Türkiye’s currency has emerged as a focal point in the renewed popularity of carry trade strategies among emerging market investors, as expectations of U.S. Federal Reserve rate cuts weaken the dollar.
The carry trade — borrowing in low-yielding currencies to invest in higher-yielding ones — has gained momentum in recent weeks, lifting demand for the Turkish lira alongside other high-yielding currencies such as the Brazilian real and South African rand.
Bloomberg reported that asset managers, including Neuberger Berman and Aberdeen Group, are increasing exposure to high-yield markets. While the trade delivered double-digit returns earlier this year, it slowed in July as the U.S. dollar index strengthened.
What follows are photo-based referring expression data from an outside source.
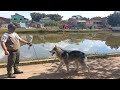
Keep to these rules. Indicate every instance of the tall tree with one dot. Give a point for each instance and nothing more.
(114, 19)
(37, 16)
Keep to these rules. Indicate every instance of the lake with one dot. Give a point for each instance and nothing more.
(89, 43)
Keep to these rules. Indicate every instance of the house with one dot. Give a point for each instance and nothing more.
(44, 20)
(76, 21)
(19, 19)
(5, 20)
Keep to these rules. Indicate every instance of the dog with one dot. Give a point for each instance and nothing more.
(66, 57)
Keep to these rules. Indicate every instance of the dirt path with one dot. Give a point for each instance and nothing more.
(108, 68)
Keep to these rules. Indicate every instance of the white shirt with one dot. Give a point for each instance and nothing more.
(5, 36)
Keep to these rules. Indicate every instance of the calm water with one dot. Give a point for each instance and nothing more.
(90, 43)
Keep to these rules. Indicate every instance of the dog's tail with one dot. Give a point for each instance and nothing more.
(85, 58)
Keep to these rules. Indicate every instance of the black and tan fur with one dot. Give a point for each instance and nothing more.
(68, 56)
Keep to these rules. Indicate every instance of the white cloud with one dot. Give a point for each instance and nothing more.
(6, 14)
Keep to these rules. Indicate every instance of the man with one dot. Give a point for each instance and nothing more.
(10, 43)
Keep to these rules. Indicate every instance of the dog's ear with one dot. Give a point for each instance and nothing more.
(55, 46)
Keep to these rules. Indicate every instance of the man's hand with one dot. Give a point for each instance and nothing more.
(29, 43)
(7, 53)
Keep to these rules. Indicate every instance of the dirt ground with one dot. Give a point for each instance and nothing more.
(108, 68)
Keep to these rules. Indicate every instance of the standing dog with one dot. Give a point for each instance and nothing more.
(68, 56)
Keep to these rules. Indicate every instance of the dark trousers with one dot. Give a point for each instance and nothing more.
(13, 61)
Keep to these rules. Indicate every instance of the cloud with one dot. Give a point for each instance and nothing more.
(6, 14)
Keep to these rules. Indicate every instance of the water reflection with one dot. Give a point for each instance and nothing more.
(42, 50)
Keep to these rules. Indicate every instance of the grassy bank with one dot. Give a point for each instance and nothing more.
(90, 56)
(50, 30)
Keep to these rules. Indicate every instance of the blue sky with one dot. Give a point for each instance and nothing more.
(65, 14)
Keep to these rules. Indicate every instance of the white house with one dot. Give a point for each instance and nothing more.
(44, 20)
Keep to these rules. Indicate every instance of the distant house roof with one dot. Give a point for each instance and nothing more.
(81, 21)
(19, 15)
(45, 18)
(4, 19)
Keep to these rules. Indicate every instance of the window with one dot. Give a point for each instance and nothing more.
(15, 19)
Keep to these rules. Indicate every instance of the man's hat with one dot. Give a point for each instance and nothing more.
(11, 26)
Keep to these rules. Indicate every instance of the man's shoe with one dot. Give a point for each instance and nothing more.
(18, 72)
(11, 76)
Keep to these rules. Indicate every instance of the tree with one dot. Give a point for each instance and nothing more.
(55, 17)
(37, 16)
(81, 25)
(114, 19)
(51, 23)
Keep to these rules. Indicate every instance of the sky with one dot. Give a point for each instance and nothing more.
(66, 14)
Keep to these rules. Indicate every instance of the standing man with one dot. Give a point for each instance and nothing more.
(10, 43)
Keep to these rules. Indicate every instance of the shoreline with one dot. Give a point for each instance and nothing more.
(42, 61)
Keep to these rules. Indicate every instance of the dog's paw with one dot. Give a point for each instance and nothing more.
(55, 71)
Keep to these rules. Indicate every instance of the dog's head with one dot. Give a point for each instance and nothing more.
(54, 50)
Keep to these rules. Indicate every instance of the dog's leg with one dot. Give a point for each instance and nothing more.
(59, 67)
(77, 66)
(85, 66)
(67, 66)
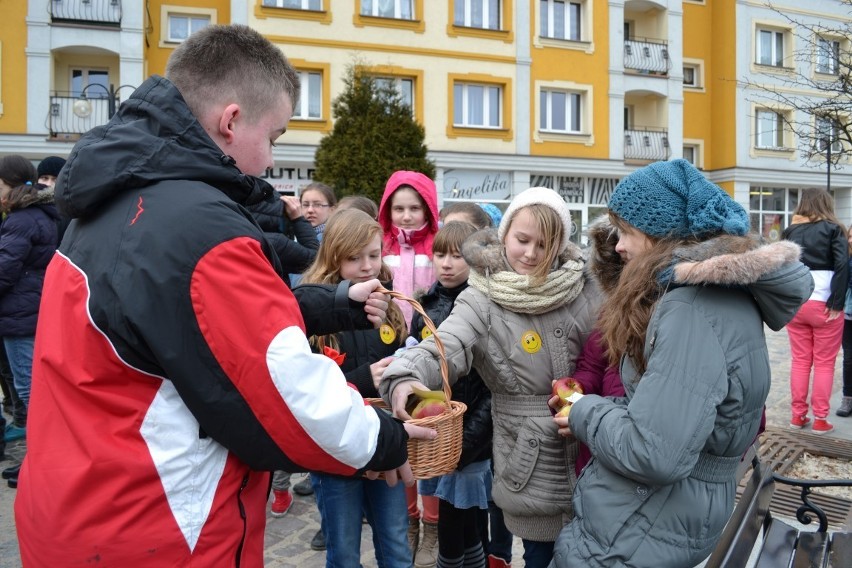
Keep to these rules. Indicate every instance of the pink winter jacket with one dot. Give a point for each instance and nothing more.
(409, 256)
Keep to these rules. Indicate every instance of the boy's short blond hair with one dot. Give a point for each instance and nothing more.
(450, 237)
(232, 63)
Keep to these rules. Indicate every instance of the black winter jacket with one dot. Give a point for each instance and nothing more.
(824, 247)
(295, 257)
(28, 239)
(477, 429)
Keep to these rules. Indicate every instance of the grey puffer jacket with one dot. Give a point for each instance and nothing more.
(517, 355)
(661, 484)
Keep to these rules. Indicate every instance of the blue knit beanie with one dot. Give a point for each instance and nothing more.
(675, 199)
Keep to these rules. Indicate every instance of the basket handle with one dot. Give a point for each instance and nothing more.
(430, 325)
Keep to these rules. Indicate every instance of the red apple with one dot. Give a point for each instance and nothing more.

Weaker-than-expected U.S. employment data has since reignited bets that the Fed will reduce borrowing costs to prevent a recession, driving fresh inflows into emerging markets. CME Group's FedWatch Tool, which tracks the probabilities of the U.S. Federal Reserve’s interest rate decisions, shows an 86.4% chance of a 25-basis-point cut in September.
According to Bloomberg’s calculations, the cumulative U.S. dollar-funded real return basket includes long positions in currencies of emerging markets, including the Turkish lira, and stayed above 10% in August, rebounding after slipping below that threshold in July.
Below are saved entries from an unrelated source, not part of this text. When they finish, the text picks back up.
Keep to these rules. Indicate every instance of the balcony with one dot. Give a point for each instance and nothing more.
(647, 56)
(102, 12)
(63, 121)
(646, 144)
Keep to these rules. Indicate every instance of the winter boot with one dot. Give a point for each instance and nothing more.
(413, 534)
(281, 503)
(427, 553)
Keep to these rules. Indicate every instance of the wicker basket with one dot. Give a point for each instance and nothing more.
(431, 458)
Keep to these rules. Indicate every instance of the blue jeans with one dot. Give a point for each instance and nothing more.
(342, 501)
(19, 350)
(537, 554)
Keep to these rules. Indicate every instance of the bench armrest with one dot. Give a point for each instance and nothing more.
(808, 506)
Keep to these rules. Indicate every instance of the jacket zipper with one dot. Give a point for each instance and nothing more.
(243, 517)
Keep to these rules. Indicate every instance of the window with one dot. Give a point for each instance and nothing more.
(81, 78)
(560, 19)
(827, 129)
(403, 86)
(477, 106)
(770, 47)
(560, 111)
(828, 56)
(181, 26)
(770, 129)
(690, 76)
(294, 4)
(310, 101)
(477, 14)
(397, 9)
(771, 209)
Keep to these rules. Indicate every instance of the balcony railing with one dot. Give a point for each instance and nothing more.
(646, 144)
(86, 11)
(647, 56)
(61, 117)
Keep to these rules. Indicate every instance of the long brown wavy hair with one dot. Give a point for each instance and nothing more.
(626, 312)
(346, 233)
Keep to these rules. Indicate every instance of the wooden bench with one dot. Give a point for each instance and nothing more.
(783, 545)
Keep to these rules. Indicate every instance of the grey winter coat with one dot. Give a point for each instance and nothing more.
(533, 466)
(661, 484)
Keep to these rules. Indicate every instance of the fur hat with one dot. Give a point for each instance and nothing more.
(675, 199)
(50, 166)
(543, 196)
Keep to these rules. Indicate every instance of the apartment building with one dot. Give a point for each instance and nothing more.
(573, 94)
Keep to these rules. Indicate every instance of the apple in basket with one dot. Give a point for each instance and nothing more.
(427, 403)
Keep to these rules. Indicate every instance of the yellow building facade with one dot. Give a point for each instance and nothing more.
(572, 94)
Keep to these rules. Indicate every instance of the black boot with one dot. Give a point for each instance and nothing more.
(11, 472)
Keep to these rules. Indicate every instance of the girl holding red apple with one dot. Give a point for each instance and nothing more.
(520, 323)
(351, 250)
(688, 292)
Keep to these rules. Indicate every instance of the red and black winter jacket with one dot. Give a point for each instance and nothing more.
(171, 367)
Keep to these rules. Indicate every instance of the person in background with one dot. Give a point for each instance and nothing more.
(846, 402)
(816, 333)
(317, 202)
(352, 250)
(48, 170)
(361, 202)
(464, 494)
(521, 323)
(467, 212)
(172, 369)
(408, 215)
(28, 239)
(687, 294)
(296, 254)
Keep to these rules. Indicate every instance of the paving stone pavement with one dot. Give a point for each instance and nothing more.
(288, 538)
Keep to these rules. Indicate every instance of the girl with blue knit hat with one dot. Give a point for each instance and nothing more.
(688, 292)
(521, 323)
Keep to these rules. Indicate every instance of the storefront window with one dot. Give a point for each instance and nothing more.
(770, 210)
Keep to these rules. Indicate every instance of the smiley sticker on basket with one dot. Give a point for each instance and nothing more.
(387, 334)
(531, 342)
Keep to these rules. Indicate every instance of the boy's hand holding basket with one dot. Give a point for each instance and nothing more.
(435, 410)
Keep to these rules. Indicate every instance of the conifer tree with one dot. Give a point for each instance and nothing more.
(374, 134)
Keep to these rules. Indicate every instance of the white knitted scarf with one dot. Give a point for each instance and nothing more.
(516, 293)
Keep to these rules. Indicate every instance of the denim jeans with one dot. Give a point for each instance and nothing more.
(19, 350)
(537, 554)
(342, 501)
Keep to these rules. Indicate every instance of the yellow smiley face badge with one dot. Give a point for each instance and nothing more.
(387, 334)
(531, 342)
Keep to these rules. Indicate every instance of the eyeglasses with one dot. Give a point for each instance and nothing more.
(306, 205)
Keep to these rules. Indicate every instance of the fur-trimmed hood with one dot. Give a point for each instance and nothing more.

With losses in the U.S. Dollar Index exceeding 10%, a potential Federal Reserve rate cut would further lower the cost of borrowing U.S. dollars, making high-yield emerging market currencies more attractive for carry trade strategies.
Gorky Urquieta, co-head of emerging market debt at Neuberger Berman, said the likelihood of a major U.S. dollar rebound is limited, adding that growth conditions remain relatively stable. He noted opportunities in Türkiye, South Africa, Brazil, and other emerging economies.
After three years of outflows, emerging market assets have seen sustained inflows, as global funds dedicated to emerging market debt attracted capital for the fourth consecutive month, reaching $1.7 billion in the week ending August 6, Bank of America reported.
Despite continuing to deliver positive real returns for investors, the Turkish lira has come under renewed selling pressure in the domestic market.
In July, the Central Bank of the Republic of Türkiye (CBRT) lowered its policy rate by 300 basis points to 43%, following a brief period of monetary tightening. The rate cut immediately weighed on the currency, sending it to a record low of 41.9184 against the U.S. dollar in intraday trading.
However, as of August 11, the exchange rate currently hovers around 40.6966, reflecting an over 15% deterioration year-to-date.
U.S. investment bank Morgan Stanley advised investors to exercise caution, pointing to the lira’s faster pace of depreciation and increasingly crowded positions in carry trade strategies. The bank warned that such conditions could amplify volatility if global risk appetite changes or if domestic monetary policy diverges sharply from expectations.
In May, the CBRT sought to reinforce its monetary policy stance by raising reserve requirement ratios on banks’ short-term lira borrowing from abroad. The adjustment was intended to curb reliance on cheaper offshore funding, which can dilute the effectiveness of domestic interest rate settings.
By making foreign-sourced short-term lira loans more costly for banks, the measure aimed to channel funding activity toward the domestic market and improve the transmission of policy changes to credit conditions.
Economists and market analysts estimate carry trade inflows to Türkiye at around $25 billion to $30 billion, as cumulative carry trade volume involving the Turkish lira peaked at $31.4 billion in February, according to business-focused Bloomberg HT.